Kids became a vital part of the Mayan society from a very early age. Every person in the Mayan society contributed in the civic duties and kids were no exception. By the time kids reached the age of five or six, they were engaged in different jobs. At this age, boys would typically accompany their fathers on farming or hunting while girls stayed at home and helped their mothers in household chores. Kids were taught the importance of work and social duty from a very early age. The kids of the commoners received little formal education although the kids of the nobility were taught in proper schools.
The kids in Mayan society were named exactly according to the date of their birth. Since each day had a unique name in the Mayan calendar, the name of the kid was a combination of that day’s name together with some other title.
Mayans considered certain physical traits as the right characteristics of beauty. These included flatter foreheads and crossed eyes. And they devised many methods of ensuring that kids had these features. To give them flatter foreheads, newborn kids had their forehead placed between two wooden boards so that they exerted a continuous pressure on the forehead. Since the forehead of the young kids is generally flexible, the pressure flattened into the desire shape. To achieve the effect of crossed eyes, parents hung different toys in the middle of the kids’ eyes. As a kid looked on at such toys, his eyes became naturally crossed from a very young age.
Mayan kids were taught social ethics and family values from a very early age. This is because the Mayan society, at large, heavily depended on family structures for its continued existence. Kids were taught that they were required to work and productively contributed to the family, and to society. This was echoed when kids assisted their parents in different errands from a very early age. Kids were also taught to respect their elders. This was important because Mayan society valued common sense in a kid, and kids were expected to learn common sense in social matters by closely following the example of their parents. Certain rituals and ceremonies were performed during various stages of a childs growth which reinforced these customs and values.

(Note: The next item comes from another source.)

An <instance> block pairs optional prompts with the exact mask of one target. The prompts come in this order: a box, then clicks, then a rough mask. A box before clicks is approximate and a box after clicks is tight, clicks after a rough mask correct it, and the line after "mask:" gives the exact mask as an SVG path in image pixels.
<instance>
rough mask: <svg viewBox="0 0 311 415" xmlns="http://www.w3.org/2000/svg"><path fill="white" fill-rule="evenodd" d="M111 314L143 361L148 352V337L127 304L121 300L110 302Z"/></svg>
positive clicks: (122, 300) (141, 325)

Mayan kids were closely guided by their parents and were considered an important, productive part of the family and society. They were taught the Mayan social customs and values from a very early age. These included the training that they should contribute productively to the family and emulate the customs of the society successfully. The kids were mostly taught by their parents. Boys began accompanying their fathers on farming, hunting or other jobs by the time they were five or six. Girls started fetching water and performing other household chores at this age. In this way, kids became an active part of Mayan society.